As president, Trump approved a law increasing penalties for mishandling classified info. It could come back to bite him.
- Trump in 2018 signed a sweeping national-security bill into law.
- The bill increased punishments for those who mishandle classified information.
A bill which former President Donald Trump signed into law in 2018 could be used to punish him if he's found to have mishandled classified information after leaving office.
FBI agents on Monday raided Trump's Mar-a-Lago resort in Florida as part on an investigation into whether Trump wrongly kept hold of classified material after he left office.
Bradley P. Moss, a national-security attorney, told Insider that Trump could face five years in prison if he's found guilty under a national security bill which he signed as president.
The bill, which made changes to the Foreign Intelligence Surveillance Act (FISA) was signed into law by Trump in January 2018.

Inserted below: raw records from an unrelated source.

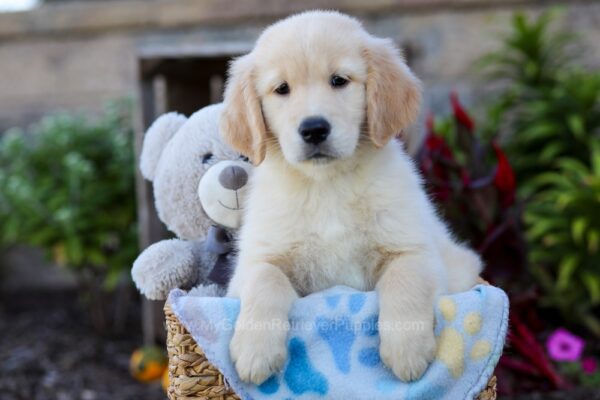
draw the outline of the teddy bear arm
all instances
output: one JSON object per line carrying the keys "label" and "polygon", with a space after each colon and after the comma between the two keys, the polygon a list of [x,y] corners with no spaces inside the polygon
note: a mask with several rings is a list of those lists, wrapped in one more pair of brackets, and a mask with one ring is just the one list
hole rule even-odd
{"label": "teddy bear arm", "polygon": [[196,285],[201,273],[199,246],[201,242],[169,239],[144,250],[131,271],[140,292],[150,300],[164,300],[172,289]]}

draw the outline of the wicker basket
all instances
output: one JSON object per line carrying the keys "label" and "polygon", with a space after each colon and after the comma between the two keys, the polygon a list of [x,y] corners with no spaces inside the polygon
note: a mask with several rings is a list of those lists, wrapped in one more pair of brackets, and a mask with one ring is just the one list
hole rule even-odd
{"label": "wicker basket", "polygon": [[[170,400],[239,400],[225,378],[204,356],[192,335],[181,325],[169,303],[165,304],[167,351],[169,353]],[[478,400],[496,399],[496,377],[492,376]]]}

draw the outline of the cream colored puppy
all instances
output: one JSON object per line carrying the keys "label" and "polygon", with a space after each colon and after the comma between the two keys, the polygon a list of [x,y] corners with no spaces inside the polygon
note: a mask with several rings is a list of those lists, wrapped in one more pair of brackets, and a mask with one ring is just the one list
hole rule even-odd
{"label": "cream colored puppy", "polygon": [[230,345],[241,379],[283,366],[292,302],[334,285],[378,291],[380,355],[399,378],[433,359],[435,299],[473,286],[481,262],[391,140],[420,100],[392,42],[336,12],[272,25],[231,65],[221,132],[258,165],[229,287],[241,299]]}

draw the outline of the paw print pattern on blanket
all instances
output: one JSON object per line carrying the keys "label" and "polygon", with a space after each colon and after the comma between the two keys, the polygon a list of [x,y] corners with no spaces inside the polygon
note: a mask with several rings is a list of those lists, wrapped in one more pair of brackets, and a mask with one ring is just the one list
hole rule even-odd
{"label": "paw print pattern on blanket", "polygon": [[292,392],[297,395],[306,392],[327,394],[327,379],[312,366],[304,342],[299,338],[292,338],[289,353],[290,362],[283,378]]}
{"label": "paw print pattern on blanket", "polygon": [[[328,308],[332,311],[340,306],[339,295],[325,298]],[[366,301],[364,293],[355,293],[348,297],[347,309],[352,315],[358,314]],[[358,335],[375,337],[378,335],[377,314],[370,315],[356,326],[350,318],[338,317],[329,319],[326,316],[316,318],[316,326],[321,338],[328,344],[335,365],[340,372],[348,374],[351,370],[352,345]],[[379,346],[369,346],[358,350],[357,361],[365,367],[376,368],[382,365],[379,357]],[[385,386],[385,384],[384,384]]]}
{"label": "paw print pattern on blanket", "polygon": [[[340,303],[339,295],[327,296],[325,302],[330,310],[335,310]],[[362,310],[366,301],[364,293],[355,293],[348,298],[348,311],[356,315]],[[377,334],[377,316],[367,318],[357,332],[355,324],[348,317],[329,319],[319,316],[315,320],[321,338],[329,345],[337,368],[344,374],[350,372],[350,353],[357,333],[367,336]],[[374,367],[380,363],[379,351],[376,348],[366,348],[359,352],[358,360],[366,366]]]}
{"label": "paw print pattern on blanket", "polygon": [[350,372],[350,349],[356,338],[350,318],[317,317],[316,323],[319,335],[331,349],[337,368],[343,373]]}
{"label": "paw print pattern on blanket", "polygon": [[[336,310],[340,305],[341,295],[325,297],[327,308]],[[355,293],[348,297],[347,307],[350,314],[355,315],[363,308],[366,301],[364,293]],[[373,320],[375,323],[373,323]],[[368,318],[361,326],[360,332],[367,336],[377,334],[376,316]],[[329,346],[336,367],[342,373],[350,372],[350,354],[352,345],[357,336],[357,329],[349,317],[327,318],[318,316],[315,324],[319,336]],[[363,329],[364,328],[364,329]],[[374,330],[375,329],[375,330]],[[289,362],[283,373],[283,380],[287,387],[296,395],[303,393],[317,393],[325,395],[328,392],[327,379],[311,364],[305,343],[293,337],[288,345]],[[359,362],[367,366],[376,366],[380,363],[379,353],[376,348],[366,348],[359,353]],[[280,383],[276,376],[269,378],[259,386],[264,394],[275,394],[279,391]]]}
{"label": "paw print pattern on blanket", "polygon": [[[283,380],[295,395],[304,393],[327,394],[329,384],[325,376],[317,371],[310,362],[306,344],[300,338],[293,337],[288,344],[289,362],[283,373]],[[279,380],[276,375],[267,379],[258,387],[264,394],[275,394],[279,391]]]}
{"label": "paw print pattern on blanket", "polygon": [[[482,325],[481,315],[475,311],[466,313],[462,317],[461,326],[460,321],[456,321],[458,310],[454,300],[442,297],[438,302],[438,308],[442,317],[450,324],[442,329],[437,338],[436,358],[448,368],[455,379],[458,379],[465,368],[466,335],[475,337],[479,334]],[[461,331],[464,331],[464,334]],[[469,357],[473,361],[481,360],[490,353],[491,348],[487,340],[476,340],[471,346]]]}

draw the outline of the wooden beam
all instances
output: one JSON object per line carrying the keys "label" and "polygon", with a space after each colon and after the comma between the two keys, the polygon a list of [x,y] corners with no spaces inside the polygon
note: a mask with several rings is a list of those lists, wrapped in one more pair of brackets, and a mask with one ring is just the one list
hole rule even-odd
{"label": "wooden beam", "polygon": [[[165,237],[165,228],[158,219],[154,206],[152,185],[146,181],[139,170],[140,153],[146,129],[156,118],[157,112],[164,110],[164,104],[158,104],[160,99],[164,102],[164,95],[157,93],[157,78],[145,76],[140,67],[139,99],[135,118],[135,154],[136,154],[136,194],[138,213],[138,244],[144,250]],[[162,307],[164,302],[150,301],[142,298],[142,332],[144,344],[154,344],[157,339],[166,337],[163,327]]]}

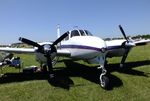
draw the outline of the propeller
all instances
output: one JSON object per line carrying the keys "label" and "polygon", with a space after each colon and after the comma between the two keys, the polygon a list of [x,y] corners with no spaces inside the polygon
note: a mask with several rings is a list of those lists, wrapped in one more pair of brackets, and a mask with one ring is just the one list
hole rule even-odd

It upgraded the seriousness of wrongly moving classified material, turning it from a misdemeanor into a felony — and increasing the maximum punishment from one year to five.

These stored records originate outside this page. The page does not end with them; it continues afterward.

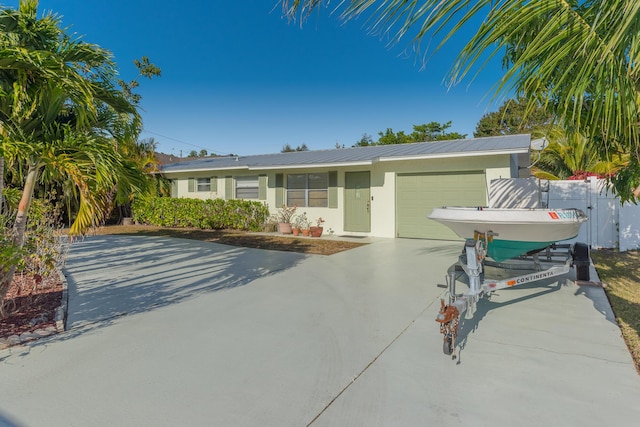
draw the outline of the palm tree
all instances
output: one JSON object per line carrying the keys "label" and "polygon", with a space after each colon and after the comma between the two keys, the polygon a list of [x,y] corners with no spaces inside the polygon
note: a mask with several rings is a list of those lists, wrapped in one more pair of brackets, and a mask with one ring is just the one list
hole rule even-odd
{"label": "palm tree", "polygon": [[[282,0],[302,19],[322,0]],[[344,19],[365,16],[373,31],[419,42],[438,36],[436,49],[462,28],[475,34],[460,52],[451,84],[501,56],[505,74],[496,93],[541,103],[567,129],[598,144],[603,155],[622,148],[630,161],[613,180],[623,200],[640,184],[640,0],[351,0],[338,2]],[[475,24],[480,22],[480,24]]]}
{"label": "palm tree", "polygon": [[542,151],[532,167],[532,174],[541,179],[569,179],[590,173],[601,177],[615,175],[629,162],[628,155],[598,155],[589,139],[576,132],[555,128],[549,133],[549,146]]}
{"label": "palm tree", "polygon": [[[156,196],[161,192],[170,194],[170,189],[164,188],[167,181],[156,174],[158,172],[157,141],[153,138],[138,141],[122,138],[121,141],[125,142],[119,147],[126,159],[125,168],[132,173],[120,175],[113,189],[112,200],[120,210],[120,219],[132,216],[131,203],[136,196],[141,194]],[[112,207],[109,206],[105,213],[111,212]]]}
{"label": "palm tree", "polygon": [[[28,211],[44,155],[50,154],[48,140],[64,140],[63,130],[95,132],[103,125],[101,110],[137,116],[134,106],[108,80],[115,75],[110,53],[69,39],[53,15],[37,19],[37,4],[21,0],[19,11],[4,11],[4,18],[13,19],[0,21],[10,24],[3,29],[6,34],[17,31],[15,37],[4,37],[3,57],[8,60],[0,62],[0,82],[7,93],[0,105],[3,146],[26,143],[20,151],[27,173],[17,228]],[[37,31],[26,33],[31,28]]]}
{"label": "palm tree", "polygon": [[[37,0],[21,0],[19,10],[0,12],[0,155],[16,153],[25,170],[13,228],[17,247],[24,244],[31,198],[43,171],[68,177],[78,191],[72,232],[100,218],[105,189],[126,171],[105,132],[104,117],[139,124],[135,105],[113,84],[111,54],[72,40],[55,15],[38,19],[37,6]],[[0,278],[0,301],[14,273],[15,265]]]}

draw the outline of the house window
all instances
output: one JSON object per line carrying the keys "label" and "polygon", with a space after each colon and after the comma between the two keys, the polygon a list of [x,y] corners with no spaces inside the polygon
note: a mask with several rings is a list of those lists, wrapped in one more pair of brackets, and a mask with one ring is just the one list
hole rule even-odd
{"label": "house window", "polygon": [[328,173],[287,175],[287,206],[326,208],[328,186]]}
{"label": "house window", "polygon": [[189,193],[216,191],[216,178],[189,178],[187,191]]}
{"label": "house window", "polygon": [[260,197],[258,176],[236,177],[236,199],[257,199]]}
{"label": "house window", "polygon": [[198,178],[198,192],[200,191],[211,191],[211,178]]}

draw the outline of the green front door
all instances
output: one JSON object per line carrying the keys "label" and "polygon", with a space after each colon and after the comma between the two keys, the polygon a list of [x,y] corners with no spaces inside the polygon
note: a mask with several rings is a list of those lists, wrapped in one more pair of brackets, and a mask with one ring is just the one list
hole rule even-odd
{"label": "green front door", "polygon": [[369,172],[347,172],[344,177],[344,230],[371,231]]}

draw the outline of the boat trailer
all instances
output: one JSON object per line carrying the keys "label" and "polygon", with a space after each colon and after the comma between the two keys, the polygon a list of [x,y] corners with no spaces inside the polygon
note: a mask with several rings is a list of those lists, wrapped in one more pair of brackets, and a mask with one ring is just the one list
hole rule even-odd
{"label": "boat trailer", "polygon": [[[440,300],[440,312],[436,322],[440,323],[440,332],[443,334],[442,350],[444,354],[454,354],[456,336],[460,315],[465,311],[475,308],[476,303],[483,297],[489,297],[494,291],[512,288],[527,283],[536,282],[551,277],[568,273],[573,266],[576,267],[578,280],[589,280],[589,247],[584,243],[552,244],[534,253],[513,258],[505,262],[495,262],[486,259],[487,245],[492,241],[491,233],[476,232],[473,239],[467,239],[464,250],[456,264],[468,278],[469,290],[463,294],[456,294],[455,271],[446,276],[446,285],[438,285],[449,290],[449,301]],[[504,270],[526,270],[529,273],[508,277],[499,280],[484,277],[485,267],[491,266]],[[533,272],[531,272],[533,270]]]}

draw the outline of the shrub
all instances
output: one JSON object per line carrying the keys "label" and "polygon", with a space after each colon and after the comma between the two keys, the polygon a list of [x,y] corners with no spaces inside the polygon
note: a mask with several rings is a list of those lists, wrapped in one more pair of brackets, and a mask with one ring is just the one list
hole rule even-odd
{"label": "shrub", "polygon": [[11,241],[11,228],[7,227],[6,218],[0,216],[0,277],[20,261],[20,249]]}
{"label": "shrub", "polygon": [[45,278],[62,267],[68,245],[66,238],[59,232],[60,228],[59,205],[52,200],[35,199],[31,202],[23,247],[24,257],[18,265],[23,273]]}
{"label": "shrub", "polygon": [[18,274],[37,276],[46,282],[63,265],[68,248],[58,232],[60,210],[51,200],[32,200],[22,248],[12,243],[15,214],[11,208],[0,214],[0,273],[16,266]]}
{"label": "shrub", "polygon": [[159,227],[261,231],[269,210],[260,202],[223,199],[137,198],[133,219]]}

Moss noted that it was passed in the wake of Trump's relentless attacks during the 2016 presidential campaign on Hillary Clinton for allegedly mishandling classified information.

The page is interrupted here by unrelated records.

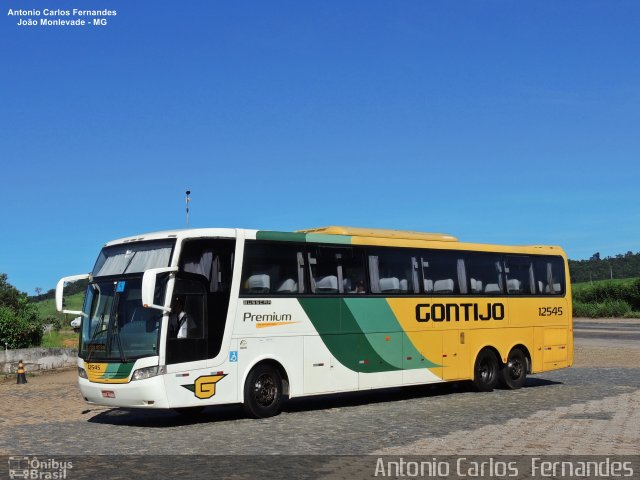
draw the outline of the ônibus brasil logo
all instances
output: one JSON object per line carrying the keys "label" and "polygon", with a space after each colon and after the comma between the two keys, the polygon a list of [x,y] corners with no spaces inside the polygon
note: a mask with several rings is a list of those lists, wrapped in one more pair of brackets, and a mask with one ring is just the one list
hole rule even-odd
{"label": "\u00f4nibus brasil logo", "polygon": [[9,457],[9,478],[63,480],[68,478],[73,462],[55,458]]}

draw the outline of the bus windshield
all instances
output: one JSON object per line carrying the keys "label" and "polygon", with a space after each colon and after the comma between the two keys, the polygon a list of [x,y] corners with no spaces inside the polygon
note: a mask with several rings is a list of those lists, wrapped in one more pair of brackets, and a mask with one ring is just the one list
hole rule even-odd
{"label": "bus windshield", "polygon": [[[81,358],[87,362],[126,362],[158,355],[162,312],[142,306],[141,287],[141,276],[89,284],[83,307]],[[158,291],[158,295],[164,292]]]}
{"label": "bus windshield", "polygon": [[157,240],[105,247],[91,274],[94,277],[106,277],[166,267],[171,259],[173,245],[173,240]]}

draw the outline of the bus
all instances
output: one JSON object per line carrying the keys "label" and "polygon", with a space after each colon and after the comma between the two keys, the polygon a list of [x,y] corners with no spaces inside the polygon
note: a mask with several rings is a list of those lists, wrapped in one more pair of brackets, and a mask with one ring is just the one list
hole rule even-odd
{"label": "bus", "polygon": [[[557,246],[323,227],[186,229],[104,245],[62,278],[82,317],[87,402],[249,416],[286,398],[438,382],[518,389],[573,363],[567,257]],[[82,311],[64,287],[88,279]],[[188,315],[171,328],[172,301]],[[175,310],[175,309],[174,309]]]}

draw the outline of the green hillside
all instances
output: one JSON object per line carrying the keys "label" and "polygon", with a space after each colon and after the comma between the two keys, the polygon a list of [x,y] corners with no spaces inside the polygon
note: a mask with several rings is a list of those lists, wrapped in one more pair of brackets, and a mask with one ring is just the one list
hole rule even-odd
{"label": "green hillside", "polygon": [[[82,310],[82,302],[84,300],[84,293],[74,293],[68,297],[65,297],[66,309],[67,310]],[[41,302],[35,302],[35,306],[38,309],[38,314],[41,318],[46,317],[55,317],[60,320],[64,320],[64,315],[62,313],[58,313],[56,311],[56,301],[55,299],[47,299]],[[70,317],[70,315],[67,315]],[[69,321],[72,319],[69,318]]]}
{"label": "green hillside", "polygon": [[640,252],[627,252],[615,257],[600,258],[594,253],[589,260],[569,260],[571,281],[589,281],[640,277]]}

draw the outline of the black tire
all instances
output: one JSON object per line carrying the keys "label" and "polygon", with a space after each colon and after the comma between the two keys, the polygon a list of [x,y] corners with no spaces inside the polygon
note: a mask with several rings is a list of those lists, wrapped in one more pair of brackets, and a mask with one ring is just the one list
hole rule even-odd
{"label": "black tire", "polygon": [[244,384],[244,411],[253,418],[273,417],[282,407],[282,377],[271,365],[254,367]]}
{"label": "black tire", "polygon": [[519,348],[514,348],[509,353],[507,363],[502,367],[502,384],[507,388],[516,390],[527,381],[527,357]]}
{"label": "black tire", "polygon": [[480,392],[491,392],[499,380],[500,366],[491,350],[482,350],[473,369],[473,384]]}

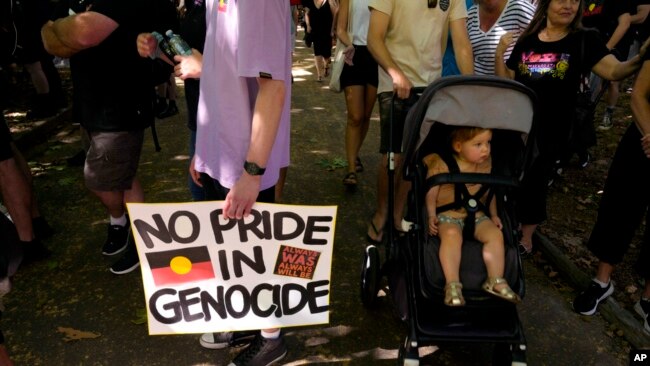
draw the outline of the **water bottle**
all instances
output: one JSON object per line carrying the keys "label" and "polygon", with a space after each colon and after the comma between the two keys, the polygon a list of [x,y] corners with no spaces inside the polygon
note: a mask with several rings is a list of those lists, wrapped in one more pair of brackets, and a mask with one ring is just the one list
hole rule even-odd
{"label": "water bottle", "polygon": [[183,38],[181,38],[181,36],[174,34],[171,29],[168,30],[165,35],[169,38],[169,44],[174,49],[174,53],[182,56],[190,56],[192,54],[192,48],[183,40]]}
{"label": "water bottle", "polygon": [[[171,61],[174,60],[174,55],[176,53],[174,52],[174,49],[172,48],[172,45],[169,44],[169,41],[160,33],[158,32],[151,32],[151,35],[156,38],[156,41],[158,41],[158,52],[162,52],[167,56],[168,59]],[[155,58],[156,56],[154,55]]]}

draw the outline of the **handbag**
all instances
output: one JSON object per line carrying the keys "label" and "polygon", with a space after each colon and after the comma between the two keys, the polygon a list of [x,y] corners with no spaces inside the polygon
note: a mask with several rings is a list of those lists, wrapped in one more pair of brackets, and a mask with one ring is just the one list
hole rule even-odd
{"label": "handbag", "polygon": [[[352,34],[352,1],[348,3],[348,35]],[[351,37],[349,37],[351,38]],[[343,73],[343,66],[345,65],[345,51],[346,46],[341,40],[336,37],[336,48],[334,49],[334,61],[332,62],[332,74],[330,75],[330,90],[335,93],[340,93],[341,89],[341,73]]]}
{"label": "handbag", "polygon": [[345,45],[340,39],[336,40],[336,49],[334,50],[334,61],[332,62],[332,74],[330,77],[330,90],[335,93],[341,92],[341,73],[345,65]]}

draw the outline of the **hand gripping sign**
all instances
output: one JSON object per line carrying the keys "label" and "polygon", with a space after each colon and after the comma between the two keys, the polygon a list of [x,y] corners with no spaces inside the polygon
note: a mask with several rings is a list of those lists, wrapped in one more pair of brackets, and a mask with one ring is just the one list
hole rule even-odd
{"label": "hand gripping sign", "polygon": [[129,203],[149,334],[329,322],[336,206]]}

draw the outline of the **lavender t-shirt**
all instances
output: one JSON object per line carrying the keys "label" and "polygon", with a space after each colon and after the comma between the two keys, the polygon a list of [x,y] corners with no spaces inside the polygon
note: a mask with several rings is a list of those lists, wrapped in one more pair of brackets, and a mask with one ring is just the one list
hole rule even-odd
{"label": "lavender t-shirt", "polygon": [[232,188],[243,173],[258,84],[283,80],[278,134],[260,189],[289,165],[291,40],[287,0],[208,0],[207,33],[197,113],[195,169]]}

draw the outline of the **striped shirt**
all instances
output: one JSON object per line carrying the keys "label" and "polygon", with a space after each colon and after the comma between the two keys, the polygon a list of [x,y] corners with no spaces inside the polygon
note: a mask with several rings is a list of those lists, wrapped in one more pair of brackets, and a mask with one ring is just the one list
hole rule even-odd
{"label": "striped shirt", "polygon": [[[474,4],[467,11],[467,33],[474,53],[474,73],[477,75],[494,75],[494,53],[501,36],[506,32],[513,32],[516,39],[535,14],[535,7],[528,0],[507,1],[501,16],[487,32],[483,32],[479,27],[479,5]],[[506,51],[505,60],[510,57],[510,52],[512,46]]]}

But now it is Trump who is under pressure.
"Trump certainly has legal exposure to Section 1924 given it was classified documents from his spaces in the White House that were removed to Mar-Lago," said Moss.
In a tweet Tuesday in the wake of the FBI raid on Trump's Mar-a-Lago resort, Jeff Yarbro, an attorney and Democratic state senator in Tennessee, pointed out it was Trump who had signed the bill now looming over him.
The National Archives and Records Administration in February said that classified material was found among boxes of things that had been taken from the White House to Mar-a-Lago when he left office.
Legal analyst Glenn Kirchner at the time told MSNBC that the former president was facing a potential "five year felony" in a seeming reference to the law Trump had strengthened in 2018.
At the time, the classified-information measures attracted little attention, with the focus of news coverage being the renewal of sweeping surveillance powers in the bill.
According to an analysis by Moss and other analysts at the Just Security blog, it is one of a number of laws Trump might have violated if he's found to have mishandled classified material.
There are some doubts about whether the bill Trump signed into law could be used to prosecute him, said Moss, as it's unclear whether it applies to former presidents.
Trump has vehemently denied any wrongdoing in relation, saying that he had fully cooperated with requests from the National Archives and characterizing the raid as a politically motivated.
His aide, Kash Patel, told Breitbart that Trump declassified the material before leaving office under the president's broad powers for deciding what should remain secret.
Moss said "efforts by Trump to declassify records before he left office" were another key issue that could impact whether the measures could be used to prosecute Trump.
Trump's office did not immediately reply to a request for comment from Insider.